2. Residual Risks – these are the risks that remain after implementation of all risk response plans. They should be properly documented and communicated to stakeholders. Since you will do nothing with this risks.
How Does it Happen?
First of all, you need to identify top risks that warrant a response.
Next, you need to work with your team and stakeholders to develop possible options for risk responses for each risk. It means that each risk will require either some extra work, some action or decision, or reserves of time and money.
It will help you to know risk tolerance and thresholds to develop the most appropriate responses.
Then you need to communicate these options to sponsor, customer, and some key stakeholders. You may need to get their approval. At least you must inform them.
Once everyone agrees to the suggested risk response plans, make them a part of your project management plan.

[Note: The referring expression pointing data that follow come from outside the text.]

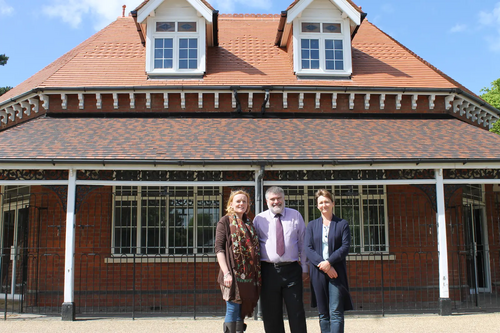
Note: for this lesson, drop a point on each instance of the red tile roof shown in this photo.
(352, 4)
(146, 1)
(115, 57)
(257, 139)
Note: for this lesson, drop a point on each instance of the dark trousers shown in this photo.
(278, 284)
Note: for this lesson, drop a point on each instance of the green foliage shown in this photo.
(492, 94)
(3, 61)
(496, 127)
(3, 90)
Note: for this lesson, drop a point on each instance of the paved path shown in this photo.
(467, 323)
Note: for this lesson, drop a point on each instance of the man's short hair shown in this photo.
(275, 190)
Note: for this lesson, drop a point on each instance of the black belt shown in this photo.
(280, 264)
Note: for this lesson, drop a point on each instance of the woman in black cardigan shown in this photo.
(327, 245)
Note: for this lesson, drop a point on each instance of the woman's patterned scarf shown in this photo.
(247, 261)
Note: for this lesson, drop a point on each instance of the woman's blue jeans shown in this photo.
(232, 312)
(333, 322)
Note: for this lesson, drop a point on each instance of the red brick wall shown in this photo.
(407, 276)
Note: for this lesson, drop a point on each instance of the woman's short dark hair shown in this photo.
(229, 209)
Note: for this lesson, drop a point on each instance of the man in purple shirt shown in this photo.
(284, 265)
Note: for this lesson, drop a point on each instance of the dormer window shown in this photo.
(176, 48)
(322, 49)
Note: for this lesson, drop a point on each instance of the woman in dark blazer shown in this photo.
(327, 244)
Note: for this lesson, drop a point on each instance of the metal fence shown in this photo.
(148, 252)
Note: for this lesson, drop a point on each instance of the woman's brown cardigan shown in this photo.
(223, 243)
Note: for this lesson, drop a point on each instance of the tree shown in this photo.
(3, 61)
(492, 96)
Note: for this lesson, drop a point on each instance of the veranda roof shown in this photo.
(247, 140)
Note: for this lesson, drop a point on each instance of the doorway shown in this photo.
(13, 241)
(477, 248)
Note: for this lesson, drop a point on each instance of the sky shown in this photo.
(460, 37)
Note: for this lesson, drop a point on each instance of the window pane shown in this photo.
(180, 224)
(165, 26)
(333, 53)
(310, 53)
(187, 27)
(188, 53)
(310, 27)
(125, 217)
(163, 52)
(158, 53)
(374, 224)
(153, 218)
(207, 218)
(332, 28)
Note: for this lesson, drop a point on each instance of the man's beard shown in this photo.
(277, 209)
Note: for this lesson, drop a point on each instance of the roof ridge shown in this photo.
(425, 62)
(53, 67)
(76, 50)
(249, 15)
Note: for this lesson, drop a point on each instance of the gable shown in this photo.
(155, 7)
(345, 7)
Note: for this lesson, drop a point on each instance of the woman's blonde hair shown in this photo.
(323, 193)
(229, 209)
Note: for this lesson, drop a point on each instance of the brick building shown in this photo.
(118, 158)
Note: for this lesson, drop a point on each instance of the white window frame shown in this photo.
(200, 35)
(345, 36)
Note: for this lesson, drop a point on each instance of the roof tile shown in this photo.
(172, 139)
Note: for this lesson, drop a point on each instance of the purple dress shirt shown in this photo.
(294, 230)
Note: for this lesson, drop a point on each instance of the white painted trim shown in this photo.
(297, 10)
(343, 5)
(163, 183)
(444, 287)
(199, 35)
(154, 4)
(252, 165)
(69, 255)
(347, 182)
(33, 182)
(322, 71)
(158, 258)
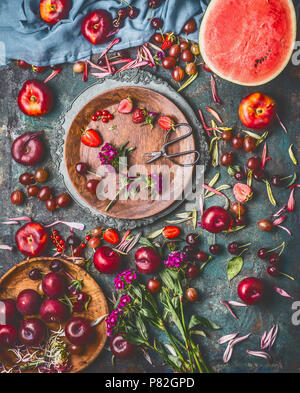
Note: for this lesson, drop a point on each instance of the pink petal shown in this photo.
(238, 304)
(213, 190)
(239, 339)
(282, 292)
(97, 66)
(114, 42)
(84, 76)
(99, 75)
(214, 114)
(201, 204)
(262, 340)
(273, 339)
(22, 218)
(260, 354)
(5, 247)
(280, 211)
(279, 220)
(149, 54)
(228, 353)
(227, 338)
(75, 225)
(10, 222)
(264, 158)
(285, 229)
(291, 201)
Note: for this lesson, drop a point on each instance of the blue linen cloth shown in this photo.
(23, 35)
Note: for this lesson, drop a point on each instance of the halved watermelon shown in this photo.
(248, 42)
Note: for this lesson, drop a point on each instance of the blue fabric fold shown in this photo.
(23, 35)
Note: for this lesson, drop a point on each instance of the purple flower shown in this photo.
(125, 299)
(175, 259)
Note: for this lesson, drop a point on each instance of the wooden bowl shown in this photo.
(16, 280)
(119, 131)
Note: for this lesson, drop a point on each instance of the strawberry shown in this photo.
(91, 138)
(242, 192)
(126, 105)
(166, 123)
(139, 115)
(111, 236)
(171, 232)
(38, 69)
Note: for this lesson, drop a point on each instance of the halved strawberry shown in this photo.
(126, 105)
(139, 115)
(91, 138)
(166, 123)
(242, 192)
(111, 236)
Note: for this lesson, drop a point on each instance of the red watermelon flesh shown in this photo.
(248, 42)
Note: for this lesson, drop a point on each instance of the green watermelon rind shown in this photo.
(211, 66)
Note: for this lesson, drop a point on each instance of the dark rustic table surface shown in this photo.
(212, 284)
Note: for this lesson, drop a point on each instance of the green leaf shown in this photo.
(235, 229)
(184, 215)
(212, 141)
(292, 156)
(234, 266)
(167, 279)
(270, 194)
(179, 221)
(294, 177)
(262, 138)
(220, 188)
(215, 155)
(252, 134)
(249, 178)
(141, 326)
(205, 263)
(155, 234)
(199, 333)
(203, 322)
(134, 339)
(145, 242)
(213, 181)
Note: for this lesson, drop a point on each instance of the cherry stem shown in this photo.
(282, 246)
(287, 275)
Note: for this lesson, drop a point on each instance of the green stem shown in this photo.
(114, 200)
(185, 334)
(173, 365)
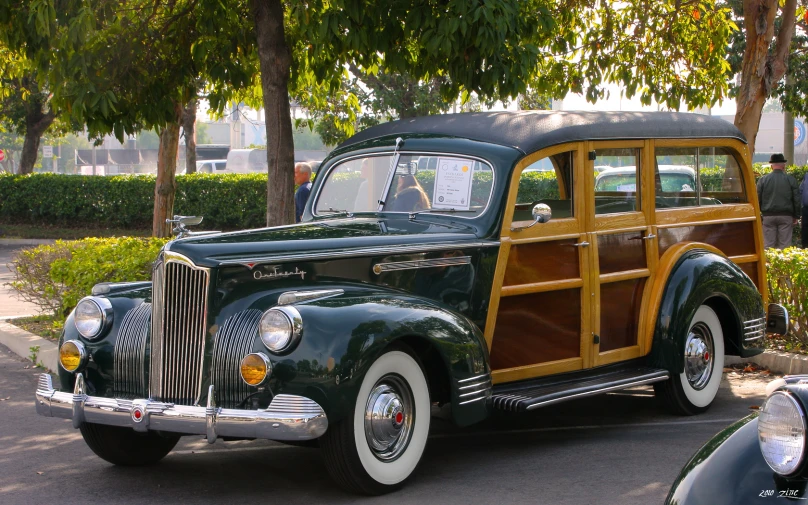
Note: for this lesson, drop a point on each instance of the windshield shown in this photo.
(420, 182)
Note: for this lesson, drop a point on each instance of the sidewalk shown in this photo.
(10, 305)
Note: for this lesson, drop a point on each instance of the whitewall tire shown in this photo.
(693, 390)
(377, 449)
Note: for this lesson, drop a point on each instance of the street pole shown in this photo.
(788, 129)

“The key benefit of this process is that it addresses the risks by their priority, inserting resources and activities in budget, schedule and project management plan as need.” – PMBOK Guide.
Now you need to review the plan and identify secondary and residual risks. You may need to repeat the whole risk management process several times until you get a satisfactory plan.
Risk Response Strategies
Examples of Responses to Threats
Avoid – It means you need to do something to eliminate the cause of the threat:
- Remove a work package or delivery from WBS to secure delivery of the rest of the project.

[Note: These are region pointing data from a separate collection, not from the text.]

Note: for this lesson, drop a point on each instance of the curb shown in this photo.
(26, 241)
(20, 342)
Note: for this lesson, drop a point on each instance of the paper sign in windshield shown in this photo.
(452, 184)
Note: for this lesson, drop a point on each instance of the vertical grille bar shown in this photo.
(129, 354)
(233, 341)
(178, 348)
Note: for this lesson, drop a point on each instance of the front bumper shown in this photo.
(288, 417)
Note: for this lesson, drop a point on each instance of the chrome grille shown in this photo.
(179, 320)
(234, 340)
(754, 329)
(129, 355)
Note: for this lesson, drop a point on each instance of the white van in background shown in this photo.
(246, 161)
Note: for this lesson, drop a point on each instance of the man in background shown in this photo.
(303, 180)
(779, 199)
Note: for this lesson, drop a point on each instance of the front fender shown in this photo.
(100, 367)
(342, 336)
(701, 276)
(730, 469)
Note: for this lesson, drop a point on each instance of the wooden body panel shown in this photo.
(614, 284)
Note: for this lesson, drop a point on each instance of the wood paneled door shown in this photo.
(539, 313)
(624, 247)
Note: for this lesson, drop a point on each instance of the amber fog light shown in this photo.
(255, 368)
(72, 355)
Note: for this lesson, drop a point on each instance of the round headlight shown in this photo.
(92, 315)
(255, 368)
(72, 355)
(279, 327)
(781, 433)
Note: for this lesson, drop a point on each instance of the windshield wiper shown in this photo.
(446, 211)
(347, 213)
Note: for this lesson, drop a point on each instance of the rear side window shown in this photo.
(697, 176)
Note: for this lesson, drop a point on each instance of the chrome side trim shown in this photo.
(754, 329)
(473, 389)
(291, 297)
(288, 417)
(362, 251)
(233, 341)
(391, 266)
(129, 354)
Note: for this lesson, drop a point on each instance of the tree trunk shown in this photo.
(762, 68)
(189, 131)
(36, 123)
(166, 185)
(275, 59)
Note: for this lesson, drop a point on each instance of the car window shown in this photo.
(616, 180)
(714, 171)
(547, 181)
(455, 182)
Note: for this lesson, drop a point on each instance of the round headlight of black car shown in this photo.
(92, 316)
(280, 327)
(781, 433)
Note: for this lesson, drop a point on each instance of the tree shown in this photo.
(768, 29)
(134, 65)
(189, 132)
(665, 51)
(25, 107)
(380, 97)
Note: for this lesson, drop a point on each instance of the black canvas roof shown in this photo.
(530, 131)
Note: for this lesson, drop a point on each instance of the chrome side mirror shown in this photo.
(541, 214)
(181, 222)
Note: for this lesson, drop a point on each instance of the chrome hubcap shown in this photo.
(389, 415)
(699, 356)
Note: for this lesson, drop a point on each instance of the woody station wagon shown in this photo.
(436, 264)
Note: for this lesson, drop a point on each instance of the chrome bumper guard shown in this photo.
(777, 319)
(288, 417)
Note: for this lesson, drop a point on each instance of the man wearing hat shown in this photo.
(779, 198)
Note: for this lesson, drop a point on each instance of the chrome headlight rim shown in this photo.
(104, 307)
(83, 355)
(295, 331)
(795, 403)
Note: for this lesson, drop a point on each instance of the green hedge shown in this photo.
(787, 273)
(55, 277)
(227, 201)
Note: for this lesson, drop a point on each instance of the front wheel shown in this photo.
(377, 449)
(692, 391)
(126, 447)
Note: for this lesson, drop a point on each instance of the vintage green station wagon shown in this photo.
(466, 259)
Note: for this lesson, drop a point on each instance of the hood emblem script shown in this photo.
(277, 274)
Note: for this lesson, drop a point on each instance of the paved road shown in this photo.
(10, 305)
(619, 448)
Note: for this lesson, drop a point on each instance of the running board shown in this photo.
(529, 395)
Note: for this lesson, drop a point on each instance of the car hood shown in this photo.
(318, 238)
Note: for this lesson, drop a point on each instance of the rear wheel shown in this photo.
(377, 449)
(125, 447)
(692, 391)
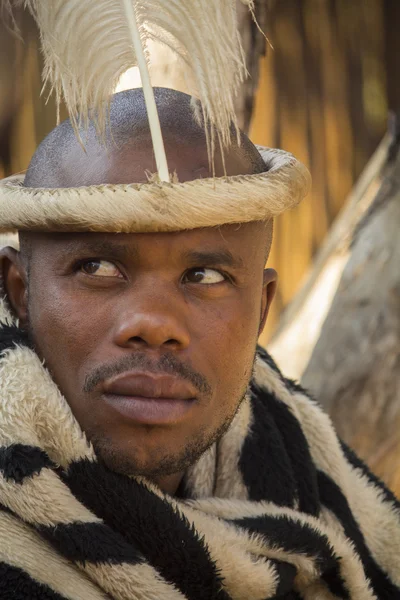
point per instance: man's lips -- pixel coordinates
(154, 399)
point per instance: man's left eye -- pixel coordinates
(204, 276)
(100, 268)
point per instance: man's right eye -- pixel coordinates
(100, 268)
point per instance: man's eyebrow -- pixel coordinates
(213, 258)
(100, 248)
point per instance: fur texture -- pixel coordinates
(153, 207)
(278, 508)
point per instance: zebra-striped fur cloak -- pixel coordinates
(279, 508)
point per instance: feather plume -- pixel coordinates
(88, 44)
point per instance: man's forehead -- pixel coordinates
(230, 237)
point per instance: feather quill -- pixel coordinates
(89, 44)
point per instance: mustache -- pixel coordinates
(167, 364)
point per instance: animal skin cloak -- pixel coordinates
(278, 508)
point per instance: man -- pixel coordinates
(208, 474)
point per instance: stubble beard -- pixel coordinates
(161, 466)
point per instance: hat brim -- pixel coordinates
(157, 207)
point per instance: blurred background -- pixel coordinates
(322, 86)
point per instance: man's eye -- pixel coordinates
(100, 268)
(204, 276)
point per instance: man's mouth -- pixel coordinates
(148, 398)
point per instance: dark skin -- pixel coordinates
(195, 301)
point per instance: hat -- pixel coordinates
(86, 50)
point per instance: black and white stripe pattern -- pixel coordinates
(277, 509)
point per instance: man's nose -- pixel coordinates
(155, 322)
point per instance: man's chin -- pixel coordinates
(151, 463)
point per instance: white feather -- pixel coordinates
(87, 45)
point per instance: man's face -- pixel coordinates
(150, 337)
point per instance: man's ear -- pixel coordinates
(14, 276)
(270, 281)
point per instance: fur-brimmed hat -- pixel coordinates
(85, 79)
(152, 207)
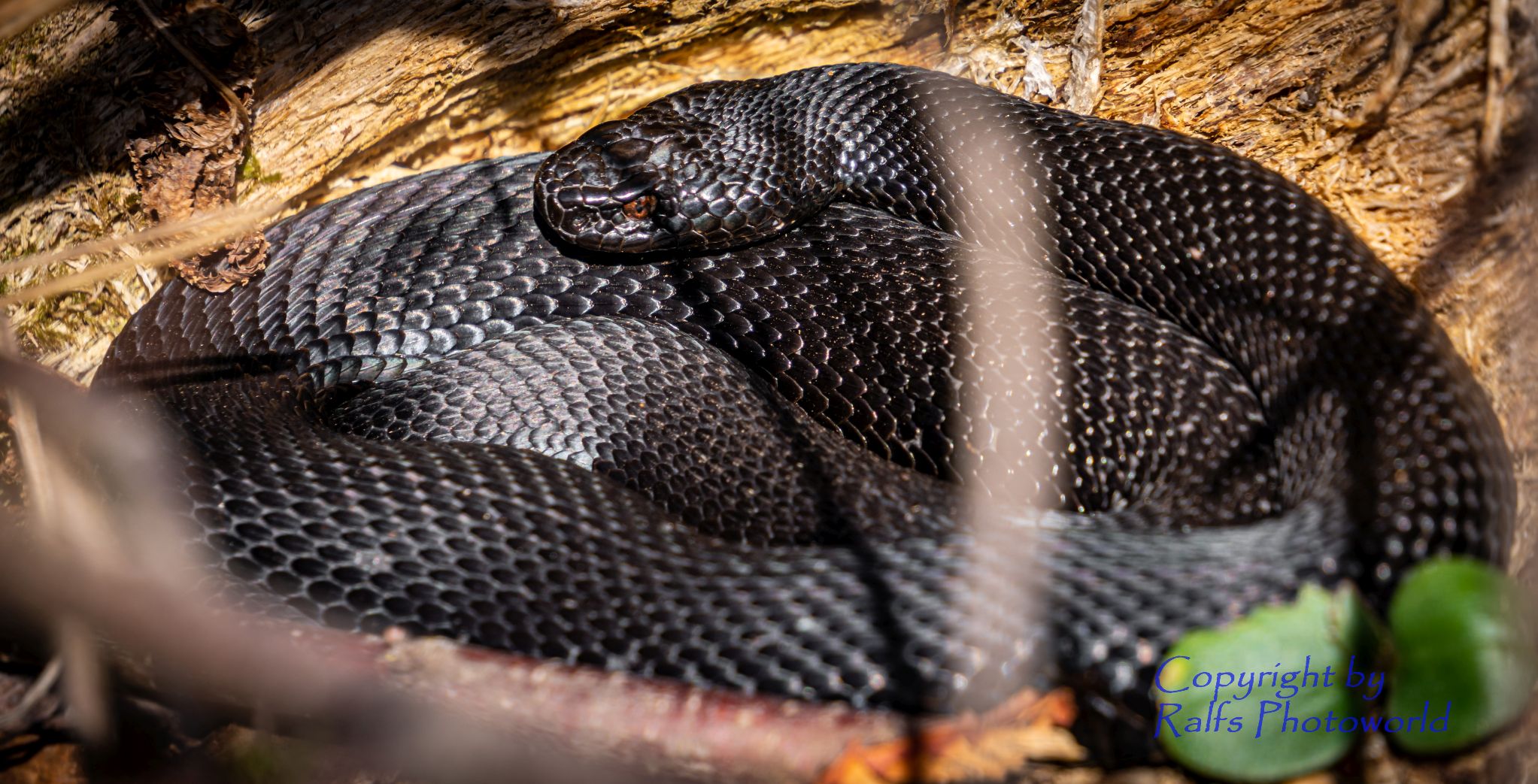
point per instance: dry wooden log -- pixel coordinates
(1391, 111)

- Remove a conflicting team member to stop demotivation in the team.
- Forbid any work in bad weather to avoid the risk that someone will get hurt.
Mitigate – Do something to reduce the impact or the probability of a threat:
- Prototype unclear or risk delivery early on to get early feedback from a customer.
- Plan frequent visits to a vendor to learn about problems as early as possible.
- Train the team in risk management approach.
Transfer – Take action to make another party responsible for the risk:
- Outsource part of a project.
- Buy insurance on the property.
- Employ a part-time legal or procurement expert.
Actively Accept – It means that you need to develop a (contingency) plan and make reserves for a risk. However, you will only act if and when the risk happens.
- If a critical person gets sick – we will get a substitution.
- If work package takes more time, we will work overtime.
- If the equipment breaks, we will buy a new one using reserves.
Passively Accept – Do really nothing. If a risk happens, you will need to decide if there is a workaround.
Examples of Responses for Opportunities
Exploit – Do some extra work or change the project plan to make an opportunity happen:
- Plan risky work packages for the most experienced team members.
- Suggest a better approach to reduce the required efforts.
- Suggest a solution to get a new contract from the client.
- Finish current project earlier to get another project.
Enhance – Do something to increase chances or impact of an opportunity:
- Buy the equipment beforehand when the price is lower.
- Negotiate the transfer of exceptional expert to your team as early as possible.
- Promise incentives to the team to finish a project beforehand to start a new one.
Share – Share benefits with another party for an opportunity to happen for both of you.
- Create a partnership with a third part to achieve your goals.
You can Actively and Passively Accept opportunities as well as threats.
Additional Secret Risk Response Strategy
There is one more risk response strategy. Moreover, I hope it will become official one day.
Escalate – Do something to get engagement from a stakeholder who can eliminate or mitigate a risk.
There is a group of risks that you can’t handle. However, there is a person who relatively easy can. So, you just need to reach him and get some of his attention.
That is all for today. It was not too hard, I believe. This approach gives a limited number of options. Nevertheless, it provides a robust framework to deal with risks. So you don’t need to invent the wheel.